Adaptive Proof of Work for Socket Connection Establishment

erik aronesty
2 min readJul 30, 2021

When developing an enterprise-scale server cluster, one source of potential failure is the high cost of connection establishment:

For example:

  • TLS Connection Negotiation is expensive
  • TLS Connection Negotiation can be made significantly more expensive for the server, if the attacker chooses to
    — Repeatedly renegotiate
    — Repeatedly connect

Many custom websocket implementations, layered on top of SSL, are even more expensive:

  • Authentication token verification
  • Payload verification

These combined expenses for the server can lead to a 100-fold cost for the server compared to the client.

A trivial solution to this problem is a required “proof of work” at connection establishment.

  • The server calculates the number of inbound connections per second it is receiving
  • As this number grows larger, the server increases the proof-of-work requirements for successful connections
  • Proof of work is is verified before handshakes, auth token verifications and other expensive operations

A simple atomic counter with the total number of currently negotiating connections is used to compute the POW required per connection — adjusting in response to demand. Other adaptive mechanisms can be used, such as load average, for higher level connection negotiation schemes.

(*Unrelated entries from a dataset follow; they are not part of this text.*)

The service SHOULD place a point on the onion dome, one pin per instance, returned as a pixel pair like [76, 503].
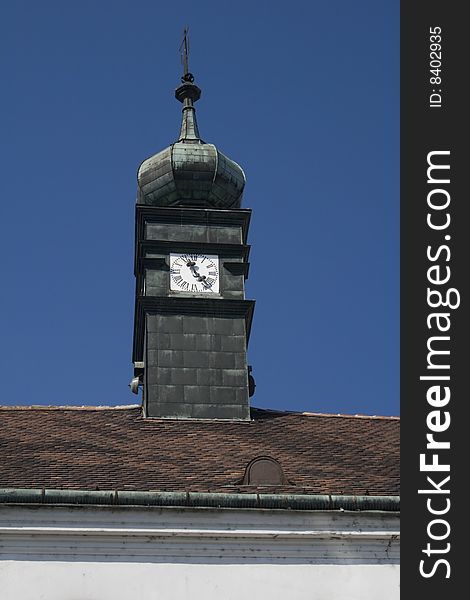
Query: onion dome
[190, 172]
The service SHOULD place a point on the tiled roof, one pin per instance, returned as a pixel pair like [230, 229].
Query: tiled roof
[115, 448]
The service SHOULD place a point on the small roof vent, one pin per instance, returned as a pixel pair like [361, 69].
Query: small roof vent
[264, 470]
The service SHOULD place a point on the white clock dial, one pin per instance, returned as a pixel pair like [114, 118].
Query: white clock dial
[195, 273]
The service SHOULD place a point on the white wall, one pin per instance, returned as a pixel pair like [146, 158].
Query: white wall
[51, 553]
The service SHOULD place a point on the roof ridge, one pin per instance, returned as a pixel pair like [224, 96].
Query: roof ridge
[315, 414]
[65, 407]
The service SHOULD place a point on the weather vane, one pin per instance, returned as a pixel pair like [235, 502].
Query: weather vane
[184, 51]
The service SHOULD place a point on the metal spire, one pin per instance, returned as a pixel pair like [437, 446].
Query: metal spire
[187, 93]
[184, 51]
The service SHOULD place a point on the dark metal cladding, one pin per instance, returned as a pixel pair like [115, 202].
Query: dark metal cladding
[190, 172]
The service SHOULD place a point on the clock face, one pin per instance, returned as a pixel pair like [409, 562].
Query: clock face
[194, 273]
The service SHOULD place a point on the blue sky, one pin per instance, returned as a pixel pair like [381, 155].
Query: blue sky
[304, 95]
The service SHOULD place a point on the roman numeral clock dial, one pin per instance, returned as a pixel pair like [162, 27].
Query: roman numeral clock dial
[197, 273]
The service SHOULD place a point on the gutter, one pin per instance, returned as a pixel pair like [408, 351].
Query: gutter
[124, 498]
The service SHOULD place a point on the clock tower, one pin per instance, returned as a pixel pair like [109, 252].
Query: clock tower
[192, 321]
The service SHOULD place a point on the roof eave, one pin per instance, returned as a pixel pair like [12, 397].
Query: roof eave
[125, 498]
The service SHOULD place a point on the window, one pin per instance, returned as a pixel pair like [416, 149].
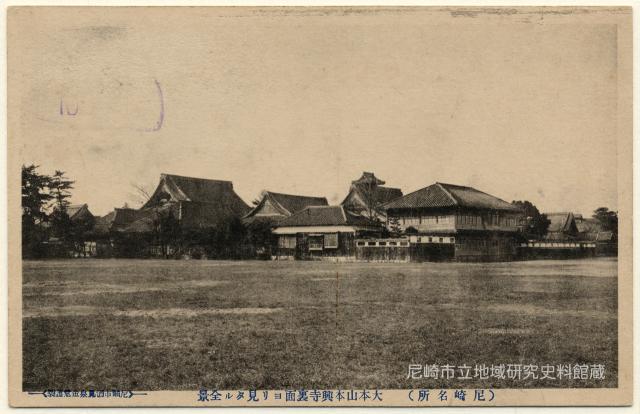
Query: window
[331, 241]
[287, 242]
[316, 242]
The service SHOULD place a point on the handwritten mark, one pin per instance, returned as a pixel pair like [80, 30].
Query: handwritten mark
[63, 110]
[161, 117]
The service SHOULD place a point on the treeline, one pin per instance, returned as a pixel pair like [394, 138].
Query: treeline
[230, 239]
[48, 230]
[46, 225]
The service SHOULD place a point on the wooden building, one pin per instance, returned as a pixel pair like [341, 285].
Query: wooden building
[562, 227]
[274, 207]
[591, 230]
[188, 202]
[322, 232]
[367, 196]
[452, 222]
[196, 203]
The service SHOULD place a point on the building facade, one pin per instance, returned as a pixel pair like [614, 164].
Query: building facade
[367, 197]
[274, 207]
[322, 232]
[452, 222]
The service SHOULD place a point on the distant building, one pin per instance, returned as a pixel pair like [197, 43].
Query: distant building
[274, 207]
[453, 222]
[79, 213]
[116, 220]
[591, 230]
[562, 227]
[193, 202]
[367, 196]
[319, 232]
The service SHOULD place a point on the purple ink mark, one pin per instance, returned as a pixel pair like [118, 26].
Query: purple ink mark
[62, 109]
[161, 117]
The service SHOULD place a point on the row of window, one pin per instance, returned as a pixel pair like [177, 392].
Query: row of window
[382, 243]
[315, 242]
[490, 220]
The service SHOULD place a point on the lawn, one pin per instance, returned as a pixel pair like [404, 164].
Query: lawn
[182, 325]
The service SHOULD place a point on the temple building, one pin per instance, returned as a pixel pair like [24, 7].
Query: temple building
[562, 227]
[274, 207]
[322, 232]
[452, 222]
[367, 196]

The net effect of this is that an attacker causes it to be more expensive for clients to connect — including himself. This spreads resource consumption around all connected clients, leaving the servers no longer vulnerable.

A comparison of SSL handshakes with embedded, adaptive proof of work during a DDOS attack vs handshakes without:

  • 1000 legitimate clients, 10k connections per second from an attacker with a large pool of IP addresses causes performance degradation on the server, all connections and services begin failing.
  • With SSL-APOW, 1000 legitimate clients, APOW responded within 0.01 seconds, attempted 10k connections per second from the attacker caused no performance degradation on connected clients. New clients saw a 0.25 second connection POW latency expense.

--

--